Day 1 | 20 September
Environmental Defenders as Levers of Change Supporting Climate Action and Responsible Business Practice
The triple planetary crisis of climate change, pollution and biodiversity loss represents the single greatest human rights challenge of our era. The Intergovernmental Panel on Climate Change has found that climate change is affecting every region in the world, and at least 3.3 billion people are highly vulnerable to its impacts. In Asia and the Pacific, climate-related disasters severely affected more than 57 million people in 2021, with more than 18 million people in India alone being severely impacted by floods and cyclones. Persons in vulnerable situations may experience heightened exposure and vulnerability to climate-induced human rights harms. People who are disproportionately at risk from the adverse impacts of climate change and environmental harm may include indigenous peoples, local communities, peasants, migrants, children, women, persons with disabilities, people living in small island developing States and least developed countries, persons living in conditions of water scarcity, desertification, land degradation and drought, and others in vulnerable situations who are at risk of being left behind.

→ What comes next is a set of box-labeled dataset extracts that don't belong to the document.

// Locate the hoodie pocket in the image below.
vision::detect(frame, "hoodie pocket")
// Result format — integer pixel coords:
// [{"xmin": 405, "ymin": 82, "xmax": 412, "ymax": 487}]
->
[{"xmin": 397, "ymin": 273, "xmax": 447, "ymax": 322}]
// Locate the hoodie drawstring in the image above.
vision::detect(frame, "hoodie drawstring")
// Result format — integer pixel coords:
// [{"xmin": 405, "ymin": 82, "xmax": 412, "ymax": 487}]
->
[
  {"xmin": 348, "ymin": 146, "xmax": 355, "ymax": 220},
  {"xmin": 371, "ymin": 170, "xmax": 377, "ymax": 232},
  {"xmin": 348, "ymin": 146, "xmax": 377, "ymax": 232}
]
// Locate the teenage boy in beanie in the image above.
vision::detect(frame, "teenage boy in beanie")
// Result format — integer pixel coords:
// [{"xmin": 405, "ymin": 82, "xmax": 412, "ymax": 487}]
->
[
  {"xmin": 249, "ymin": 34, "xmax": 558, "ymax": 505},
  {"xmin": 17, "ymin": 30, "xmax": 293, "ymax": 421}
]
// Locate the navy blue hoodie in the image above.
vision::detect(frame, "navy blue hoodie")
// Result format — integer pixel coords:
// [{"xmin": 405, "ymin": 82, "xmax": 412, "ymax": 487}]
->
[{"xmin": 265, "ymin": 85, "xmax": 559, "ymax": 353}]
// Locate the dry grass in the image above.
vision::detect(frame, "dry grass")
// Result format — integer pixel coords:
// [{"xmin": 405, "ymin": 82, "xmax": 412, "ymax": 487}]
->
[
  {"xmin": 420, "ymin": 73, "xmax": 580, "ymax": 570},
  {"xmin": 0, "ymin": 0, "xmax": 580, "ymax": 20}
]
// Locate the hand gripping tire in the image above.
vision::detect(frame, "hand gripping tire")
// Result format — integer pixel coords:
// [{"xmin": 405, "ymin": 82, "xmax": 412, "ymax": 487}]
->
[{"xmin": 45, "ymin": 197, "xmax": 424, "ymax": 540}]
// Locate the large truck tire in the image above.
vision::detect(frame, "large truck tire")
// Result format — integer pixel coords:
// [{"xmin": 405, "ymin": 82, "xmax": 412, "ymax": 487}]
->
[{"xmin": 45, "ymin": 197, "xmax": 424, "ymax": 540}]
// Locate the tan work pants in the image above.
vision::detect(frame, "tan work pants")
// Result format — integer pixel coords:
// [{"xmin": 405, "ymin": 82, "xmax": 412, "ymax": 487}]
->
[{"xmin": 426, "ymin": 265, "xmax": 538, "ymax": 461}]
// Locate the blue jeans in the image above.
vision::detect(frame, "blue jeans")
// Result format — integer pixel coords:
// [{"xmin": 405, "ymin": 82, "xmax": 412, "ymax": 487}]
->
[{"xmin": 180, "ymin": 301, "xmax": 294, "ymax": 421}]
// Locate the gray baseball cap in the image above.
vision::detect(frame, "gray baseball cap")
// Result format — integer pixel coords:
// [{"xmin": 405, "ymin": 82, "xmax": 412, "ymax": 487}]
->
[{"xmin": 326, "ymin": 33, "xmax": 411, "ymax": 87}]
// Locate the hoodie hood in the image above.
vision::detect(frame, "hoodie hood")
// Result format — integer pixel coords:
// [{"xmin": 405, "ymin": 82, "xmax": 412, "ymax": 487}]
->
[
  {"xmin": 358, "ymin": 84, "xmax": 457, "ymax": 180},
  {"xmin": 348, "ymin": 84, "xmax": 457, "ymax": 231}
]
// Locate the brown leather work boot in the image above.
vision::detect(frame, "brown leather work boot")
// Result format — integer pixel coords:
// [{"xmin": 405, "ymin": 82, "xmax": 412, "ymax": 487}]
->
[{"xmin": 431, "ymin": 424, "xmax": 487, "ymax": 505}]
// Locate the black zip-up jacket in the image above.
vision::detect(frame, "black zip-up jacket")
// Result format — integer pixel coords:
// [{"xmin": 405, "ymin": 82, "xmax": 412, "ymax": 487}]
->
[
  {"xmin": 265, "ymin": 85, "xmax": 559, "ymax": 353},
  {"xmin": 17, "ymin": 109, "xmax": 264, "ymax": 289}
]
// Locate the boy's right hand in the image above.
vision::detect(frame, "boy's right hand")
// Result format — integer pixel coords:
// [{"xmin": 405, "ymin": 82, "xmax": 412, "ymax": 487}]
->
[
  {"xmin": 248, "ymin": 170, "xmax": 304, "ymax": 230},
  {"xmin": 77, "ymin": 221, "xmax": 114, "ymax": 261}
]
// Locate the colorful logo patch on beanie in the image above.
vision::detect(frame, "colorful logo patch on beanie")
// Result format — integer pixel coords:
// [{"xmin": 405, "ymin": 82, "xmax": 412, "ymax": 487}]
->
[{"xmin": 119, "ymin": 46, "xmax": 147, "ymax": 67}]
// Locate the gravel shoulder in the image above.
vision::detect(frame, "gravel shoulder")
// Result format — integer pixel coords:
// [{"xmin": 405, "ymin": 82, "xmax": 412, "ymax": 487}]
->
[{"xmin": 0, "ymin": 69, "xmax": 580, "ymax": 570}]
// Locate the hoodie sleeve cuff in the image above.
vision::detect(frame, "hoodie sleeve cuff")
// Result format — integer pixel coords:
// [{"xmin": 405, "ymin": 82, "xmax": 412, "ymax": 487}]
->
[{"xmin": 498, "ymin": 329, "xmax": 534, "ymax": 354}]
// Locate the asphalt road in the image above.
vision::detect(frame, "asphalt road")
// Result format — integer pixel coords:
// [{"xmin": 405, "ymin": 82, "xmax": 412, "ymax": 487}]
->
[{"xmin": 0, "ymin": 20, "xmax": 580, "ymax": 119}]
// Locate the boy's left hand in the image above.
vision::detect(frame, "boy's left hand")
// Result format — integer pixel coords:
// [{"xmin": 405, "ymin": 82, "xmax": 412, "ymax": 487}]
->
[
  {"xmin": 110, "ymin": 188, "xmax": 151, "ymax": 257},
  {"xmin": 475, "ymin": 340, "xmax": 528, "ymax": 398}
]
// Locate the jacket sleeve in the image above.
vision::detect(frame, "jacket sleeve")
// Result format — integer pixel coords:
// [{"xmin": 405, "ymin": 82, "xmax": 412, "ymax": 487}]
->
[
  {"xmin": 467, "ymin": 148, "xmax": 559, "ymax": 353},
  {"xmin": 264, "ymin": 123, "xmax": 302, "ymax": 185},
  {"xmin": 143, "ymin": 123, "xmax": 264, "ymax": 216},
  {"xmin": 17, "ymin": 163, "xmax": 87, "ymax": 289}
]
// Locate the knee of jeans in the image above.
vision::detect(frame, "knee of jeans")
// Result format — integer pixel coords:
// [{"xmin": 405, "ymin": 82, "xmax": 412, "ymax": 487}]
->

Land and environmental defenders play a vital role as levers of change in protecting these climate-critical forests and ecosystems and standing up for communities and individuals who are disproportionately impacted by environmental harm. For many years, land and environmental defenders have been at the front line defending against the causes and impacts of the climate, pollution and biodiversity crisis. They have been advocates for sustainable practices and rights based development. Environmental defenders also play a vital and legitimate role holding duty bearers responsible for unsustainable practices which have resulted in violations of all peoples right to a safe, clean, healthy and sustainable environment.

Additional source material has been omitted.